Marxist Reading - Eliot

When reading The Great Gatsby with a Marxist lens the first thing I do is forget everything that I thought I knew when reading with a psychoanalytical lens. This is because with a psychoanalytical lens you are looking for people’s motives and thought processes and with a Marxist lens you are given the motives and are looking for things, which back up this explanation. Reading with a Marxist lens there is the idea of Commidification. Commidification talks about people being used for their value this is comparable to the Marxist idea of exploitation. One character who demonstrates this is Tom. He uses people’s value to make up for his own lowered social status. Another character who will commoditise people is Daisy. She uses Tom and Gatsby to whatever end she pleases she sides with the better commodity and is very willing to leave them should they become less beneficial.
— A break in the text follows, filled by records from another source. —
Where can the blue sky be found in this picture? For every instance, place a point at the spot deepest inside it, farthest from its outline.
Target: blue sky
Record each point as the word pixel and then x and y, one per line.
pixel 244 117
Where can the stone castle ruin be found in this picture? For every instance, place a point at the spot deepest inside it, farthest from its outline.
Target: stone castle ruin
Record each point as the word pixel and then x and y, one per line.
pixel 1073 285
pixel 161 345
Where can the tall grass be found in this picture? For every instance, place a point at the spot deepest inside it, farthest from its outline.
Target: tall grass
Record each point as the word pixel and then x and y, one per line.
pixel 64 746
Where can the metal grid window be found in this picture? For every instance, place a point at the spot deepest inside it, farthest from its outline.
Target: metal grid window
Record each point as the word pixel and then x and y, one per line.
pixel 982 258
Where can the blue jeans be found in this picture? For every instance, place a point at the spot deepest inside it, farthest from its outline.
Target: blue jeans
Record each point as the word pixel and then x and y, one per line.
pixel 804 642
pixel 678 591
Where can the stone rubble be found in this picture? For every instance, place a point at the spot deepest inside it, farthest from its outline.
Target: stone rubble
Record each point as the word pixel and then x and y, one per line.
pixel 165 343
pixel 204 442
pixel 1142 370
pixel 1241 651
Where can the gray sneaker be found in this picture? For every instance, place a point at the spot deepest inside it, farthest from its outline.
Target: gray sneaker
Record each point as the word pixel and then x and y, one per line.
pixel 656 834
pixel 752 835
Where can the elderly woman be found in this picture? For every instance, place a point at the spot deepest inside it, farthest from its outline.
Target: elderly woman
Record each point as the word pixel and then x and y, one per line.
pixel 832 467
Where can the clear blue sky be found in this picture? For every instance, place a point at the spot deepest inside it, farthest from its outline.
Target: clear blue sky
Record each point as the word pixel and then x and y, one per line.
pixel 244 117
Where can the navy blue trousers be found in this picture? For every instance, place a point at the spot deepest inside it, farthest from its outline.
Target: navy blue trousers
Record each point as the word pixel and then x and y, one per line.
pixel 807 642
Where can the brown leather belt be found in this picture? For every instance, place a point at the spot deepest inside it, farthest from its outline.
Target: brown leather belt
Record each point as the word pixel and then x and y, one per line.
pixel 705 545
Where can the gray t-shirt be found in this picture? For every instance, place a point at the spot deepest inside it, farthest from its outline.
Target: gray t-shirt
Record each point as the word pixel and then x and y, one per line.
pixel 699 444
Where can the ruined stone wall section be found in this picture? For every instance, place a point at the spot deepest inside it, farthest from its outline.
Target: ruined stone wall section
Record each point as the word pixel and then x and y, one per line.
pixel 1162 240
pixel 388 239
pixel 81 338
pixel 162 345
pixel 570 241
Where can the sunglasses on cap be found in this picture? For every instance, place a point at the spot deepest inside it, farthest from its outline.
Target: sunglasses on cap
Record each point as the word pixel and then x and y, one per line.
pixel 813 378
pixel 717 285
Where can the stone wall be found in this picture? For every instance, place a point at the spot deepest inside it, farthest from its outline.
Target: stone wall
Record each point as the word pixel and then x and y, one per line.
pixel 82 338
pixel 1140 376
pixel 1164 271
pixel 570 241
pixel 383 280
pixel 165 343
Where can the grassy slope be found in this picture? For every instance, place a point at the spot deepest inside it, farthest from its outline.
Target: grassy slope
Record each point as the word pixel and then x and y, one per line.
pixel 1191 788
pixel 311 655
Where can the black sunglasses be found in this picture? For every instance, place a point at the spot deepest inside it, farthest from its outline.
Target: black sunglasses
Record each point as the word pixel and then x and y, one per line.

One example is she is perfectly content to allow Gatsby to take the blame for Myrtle’s death. Gatsby is another example. He commoditised Daisy. Marxist theory says that he felt that should he win her his new money and the stigmas that came with it would change. His money would become ‘new’ money Interestingly enough though a book which, it can be argued, is making strong Marxist statements does not portray the lower class well. Fitzgerald does not treat myrtle and Wilson benevolently. This could show that it was never intended to be a commentary using Marxist ideas, or that Fitzgerald didn’t feel that the focus on the lower class would help him makes his point.